For Jakub Michalik, increased supervisory harmonisation and a truly European approach to supervision would make a tangible difference to how groups like Euronext operate on a daily basis. 

He explains that Euronext, like other pan-European infrastructures active in trading, clearing and settlement, currently faces “various differences in supervisory approaches, supervisory culture and gold-plating across jurisdictions.” These divergences slow down the integration of activities within the Group and limit the ability to fully benefit from scale, including in areas such as intergroup outsourcing. 

A more harmonised supervisory framework, he says, would contribute to more consistent and more streamlined processes across markets. This would reflect the fact that European market infrastructures have become increasingly integrated on the private side, making the convergence of supervisory practices a natural next step. Such harmonisation also aligns with recommendations made in recent reports by Mario Draghi and Enrico Letta on strengthening Europe’s single market. 

Looking ahead, what would you say is the most important step Europe must take to build deeper liquidity pools and channel more of its private savings into productive investment, and what role do you see Euronext playing in accelerating that shift? 

Jakub Michalik emphasises that the Market Integration and Supervision Package must be seen alongside the broader set of initiatives under the Savings and Investment Union. He points to the Commission’s recent proposals aimed at strengthening retail investor participation, including frameworks for Member States to introduce savings and investment accounts and needed tax incentives to support market-based investing. Measures to increase the involvement of pension systems in equity markets, published in November, are another important component. 

“These initiatives, taken together with efforts to improve lit trading and increase addressable liquidity, can lead to higher participation in capital markets, ultimately increasing the attractivity of the European markets,” he explains. 

Euronext, he says, sees itself as an active driver of this transition. “We will continue to work with European and national authorities to make these initiatives a success, and to offer cost-efficient and simple solutions for investors.” 

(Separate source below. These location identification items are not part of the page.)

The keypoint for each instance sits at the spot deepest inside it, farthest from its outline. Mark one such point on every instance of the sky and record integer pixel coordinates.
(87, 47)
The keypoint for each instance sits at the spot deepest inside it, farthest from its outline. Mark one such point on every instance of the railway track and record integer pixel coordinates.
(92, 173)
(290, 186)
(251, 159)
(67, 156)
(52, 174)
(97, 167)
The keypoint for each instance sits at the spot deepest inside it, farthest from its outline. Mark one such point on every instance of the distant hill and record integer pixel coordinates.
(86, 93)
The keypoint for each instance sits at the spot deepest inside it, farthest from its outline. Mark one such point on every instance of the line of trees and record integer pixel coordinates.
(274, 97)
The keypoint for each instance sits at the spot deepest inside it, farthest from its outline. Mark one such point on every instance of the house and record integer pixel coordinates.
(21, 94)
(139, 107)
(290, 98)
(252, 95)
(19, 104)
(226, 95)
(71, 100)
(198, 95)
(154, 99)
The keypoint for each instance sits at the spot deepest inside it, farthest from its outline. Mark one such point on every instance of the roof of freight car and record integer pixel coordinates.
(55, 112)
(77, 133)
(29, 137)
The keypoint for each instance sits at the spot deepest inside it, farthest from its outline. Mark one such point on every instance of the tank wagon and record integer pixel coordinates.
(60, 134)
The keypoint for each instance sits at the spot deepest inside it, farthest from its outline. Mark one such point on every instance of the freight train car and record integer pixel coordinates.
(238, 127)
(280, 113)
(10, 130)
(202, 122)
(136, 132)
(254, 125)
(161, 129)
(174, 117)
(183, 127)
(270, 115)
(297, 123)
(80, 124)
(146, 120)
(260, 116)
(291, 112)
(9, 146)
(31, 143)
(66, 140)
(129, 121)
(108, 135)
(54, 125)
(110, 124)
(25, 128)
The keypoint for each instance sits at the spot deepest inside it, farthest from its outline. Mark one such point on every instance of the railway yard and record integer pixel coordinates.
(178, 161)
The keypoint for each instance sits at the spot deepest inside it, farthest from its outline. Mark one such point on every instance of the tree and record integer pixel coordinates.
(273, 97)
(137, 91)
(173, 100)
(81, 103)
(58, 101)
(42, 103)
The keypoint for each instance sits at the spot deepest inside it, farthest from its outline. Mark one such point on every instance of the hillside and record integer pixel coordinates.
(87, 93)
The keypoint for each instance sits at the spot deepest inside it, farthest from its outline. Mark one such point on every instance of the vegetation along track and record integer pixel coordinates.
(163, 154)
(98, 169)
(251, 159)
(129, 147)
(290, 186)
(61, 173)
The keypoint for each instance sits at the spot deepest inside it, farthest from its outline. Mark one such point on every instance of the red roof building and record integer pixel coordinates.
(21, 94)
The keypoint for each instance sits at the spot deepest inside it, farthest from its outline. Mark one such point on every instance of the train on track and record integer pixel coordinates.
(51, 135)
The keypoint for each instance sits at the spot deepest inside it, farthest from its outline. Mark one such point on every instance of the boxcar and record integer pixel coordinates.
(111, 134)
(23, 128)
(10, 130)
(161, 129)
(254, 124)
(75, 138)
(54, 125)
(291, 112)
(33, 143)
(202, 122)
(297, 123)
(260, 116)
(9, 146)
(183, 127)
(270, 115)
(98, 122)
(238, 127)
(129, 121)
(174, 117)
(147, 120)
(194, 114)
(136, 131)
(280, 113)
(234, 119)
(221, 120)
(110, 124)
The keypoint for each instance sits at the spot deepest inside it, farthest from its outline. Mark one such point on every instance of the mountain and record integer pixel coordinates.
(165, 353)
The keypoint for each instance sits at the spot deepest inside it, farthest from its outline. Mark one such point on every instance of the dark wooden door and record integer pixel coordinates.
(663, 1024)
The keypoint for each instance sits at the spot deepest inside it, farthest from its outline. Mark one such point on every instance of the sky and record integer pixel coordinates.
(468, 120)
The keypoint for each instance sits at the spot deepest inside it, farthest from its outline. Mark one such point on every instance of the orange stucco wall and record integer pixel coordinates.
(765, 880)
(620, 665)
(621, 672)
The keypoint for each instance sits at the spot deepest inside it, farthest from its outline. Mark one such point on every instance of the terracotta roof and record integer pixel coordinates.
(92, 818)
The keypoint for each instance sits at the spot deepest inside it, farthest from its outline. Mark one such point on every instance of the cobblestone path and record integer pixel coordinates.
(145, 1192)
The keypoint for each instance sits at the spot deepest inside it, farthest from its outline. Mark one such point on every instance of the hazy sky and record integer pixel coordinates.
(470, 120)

Towards a stronger Savings and Investment Union  

The discussion with Jakub Michalik makes clear that the Market Integration and Supervision Package represents a decisive step towards a stronger Savings and Investment Union. Euronext welcomes the Commission’s efforts to advance more harmonised supervision, a simplified and more coherent rulebook, and deeper post-trade integration, all of which are essential to improving operational efficiency and strengthening the competitiveness of European capital markets. At the same time, as Jakub Michalik underlined, further progress on liquidity, market structure and transparency will be critical to ensure that European companies can fully benefit from deeper, more accessible capital pools. Euronext remains committed to working with policymakers and national authorities to help deliver markets that are fair, efficient and globally competitive. 

Next steps

We expect the publication of the Market Integration and Supervision Package to mark the start of an intense legislative process, whereby the European Parliament, Council of Ministers and the European Commission will analyse and debate the proposals in the coming months. We would welcome a swift conclusion of the political negotiations by early 2027, so that the European markets can benefit from the number of envisaged – and needed – improvements without unnecessary delays.